Re: [RFC][PATCH 5/8] perf/x86/intel: Optimize intel_get_excl_constraints()

From: Stephane Eranian
Date: Tue Mar 19 2019 - 19:43:20 EST


On Thu, Mar 14, 2019 at 6:11 AM Peter Zijlstra <peterz@xxxxxxxxxxxxx> wrote:
>
> Avoid the POPCNT by noting we can decrement the weight for each
> cleared bit.
>
> Signed-off-by: Peter Zijlstra (Intel) <peterz@xxxxxxxxxxxxx>
Looks good to me.
Reviewed-by: Stephane Eranian <eranian@xxxxxxxxxx>

> ---
> arch/x86/events/intel/core.c | 22 +++++++++++++---------
> 1 file changed, 13 insertions(+), 9 deletions(-)
>
> --- a/arch/x86/events/intel/core.c
> +++ b/arch/x86/events/intel/core.c
> @@ -2838,7 +2838,7 @@ intel_get_excl_constraints(struct cpu_hw
> struct intel_excl_cntrs *excl_cntrs = cpuc->excl_cntrs;
> struct intel_excl_states *xlo;
> int tid = cpuc->excl_thread_id;
> - int is_excl, i;
> + int is_excl, i, w;
>
> /*
> * validating a group does not require
> @@ -2894,36 +2894,40 @@ intel_get_excl_constraints(struct cpu_hw
> * SHARED : sibling counter measuring non-exclusive event
> * UNUSED : sibling counter unused
> */
> + w = c->weight;
> for_each_set_bit(i, c->idxmsk, X86_PMC_IDX_MAX) {
> /*
> * exclusive event in sibling counter
> * our corresponding counter cannot be used
> * regardless of our event
> */
> - if (xlo->state[i] == INTEL_EXCL_EXCLUSIVE)

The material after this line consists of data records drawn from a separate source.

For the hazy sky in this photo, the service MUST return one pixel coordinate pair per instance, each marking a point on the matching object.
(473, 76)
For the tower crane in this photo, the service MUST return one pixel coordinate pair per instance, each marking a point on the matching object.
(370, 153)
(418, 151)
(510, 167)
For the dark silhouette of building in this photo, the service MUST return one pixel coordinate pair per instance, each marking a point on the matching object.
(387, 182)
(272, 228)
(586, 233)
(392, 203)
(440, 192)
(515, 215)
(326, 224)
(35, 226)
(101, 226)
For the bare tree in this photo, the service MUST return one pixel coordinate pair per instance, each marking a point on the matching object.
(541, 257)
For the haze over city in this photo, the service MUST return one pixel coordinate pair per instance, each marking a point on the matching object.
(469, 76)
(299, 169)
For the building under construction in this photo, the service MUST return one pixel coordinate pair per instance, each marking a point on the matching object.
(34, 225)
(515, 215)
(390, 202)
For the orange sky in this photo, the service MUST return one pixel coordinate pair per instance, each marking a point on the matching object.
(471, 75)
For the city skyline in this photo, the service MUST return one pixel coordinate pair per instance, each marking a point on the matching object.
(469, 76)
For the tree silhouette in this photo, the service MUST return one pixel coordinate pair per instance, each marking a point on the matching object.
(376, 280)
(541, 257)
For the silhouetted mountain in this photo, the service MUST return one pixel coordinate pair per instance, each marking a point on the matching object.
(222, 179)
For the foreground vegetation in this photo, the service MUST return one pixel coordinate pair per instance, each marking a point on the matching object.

> + if (xlo->state[i] == INTEL_EXCL_EXCLUSIVE) {
> __clear_bit(i, c->idxmsk);
> + w--;
> + continue;
> + }
> /*
> * if measuring an exclusive event, sibling
> * measuring non-exclusive, then counter cannot
> * be used
> */
> - if (is_excl && xlo->state[i] == INTEL_EXCL_SHARED)

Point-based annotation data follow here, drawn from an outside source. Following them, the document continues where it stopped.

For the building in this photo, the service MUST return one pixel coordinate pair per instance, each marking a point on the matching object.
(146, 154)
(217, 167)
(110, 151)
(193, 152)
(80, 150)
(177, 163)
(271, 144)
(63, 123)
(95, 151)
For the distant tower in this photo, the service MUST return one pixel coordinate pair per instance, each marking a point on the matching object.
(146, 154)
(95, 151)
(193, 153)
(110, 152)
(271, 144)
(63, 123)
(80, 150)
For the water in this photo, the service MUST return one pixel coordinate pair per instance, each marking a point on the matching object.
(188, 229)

> + if (is_excl && xlo->state[i] == INTEL_EXCL_SHARED) {
> __clear_bit(i, c->idxmsk);
> + w--;
> + continue;
> + }
> }
>
> /*
> - * recompute actual bit weight for scheduling algorithm
> - */
> - c->weight = hweight64(c->idxmsk64);
> -
> - /*
> * if we return an empty mask, then switch
> * back to static empty constraint to avoid
> * the cost of freeing later on
> */
> - if (c->weight == 0)
> + if (!w)
> c = &emptyconstraint;
>
> + c->weight = w;
> +
> return c;
> }
>
>
>